They might even call her “ma’am” just to needle her about an infamous 2009 incident in which she rebuked an Army general who, following military protocol, addressed her as “ma’am” during a committee hearing.
“Do me a favor,” Boxer told the general. “Could you say ‘senator’ instead of ‘ma’am’? It’s just a thing; I worked so hard to get that title, so I’d appreciate it.”
Boxer has raised almost no money for a 2016 re-election campaign and has said nothing to dampen the speculation that she will not run. She plans to announce her intention, whatever it is, early next year.
Back to those lists.
They are universally topped by Attorney General Kamala Harris and Lt. Gov. Gavin Newsom, two of many Democratic politicians waiting out the domination of top-tier offices by generation-older politicians, not only Boxer and Feinstein, but Gov. Jerry Brown.
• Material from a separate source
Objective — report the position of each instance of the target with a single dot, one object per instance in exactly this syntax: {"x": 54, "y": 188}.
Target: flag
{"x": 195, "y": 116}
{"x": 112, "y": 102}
Harris and Newsom share the same political adviser and are probably smart enough to avoid a direct duel, with one waiting for Feinstein to give it up in 2016 or Brown’s final term to end in 2018.
Los Angeles Mayor Eric Garcetti may be the most viable Southern California possibility. There’s some movement for hedge fund billionaire/environmental activist Tom Steyer to run, given his bottomless bucket of money.
Second-tier Democrats who might yearn for Boxer’s seat include Secretary of State-elect Alex Padilla, Treasurer-elect John Chiang and former Los Angeles Mayor Antonio Villaraigosa.
But what about Republicans? The party’s best hope, if she would make the run, probably would be former Secretary of State Condoleezza Rice, who’s now at Stanford University.
A high-turnout presidential election in a blue state would not be a good arena for any Republican, although were a slew of Democrats to run, it would be very remotely possible for the top-two primary to produce two GOP finalists.
Most likely, however, one of the aforementioned Democrats will succeed Boxer.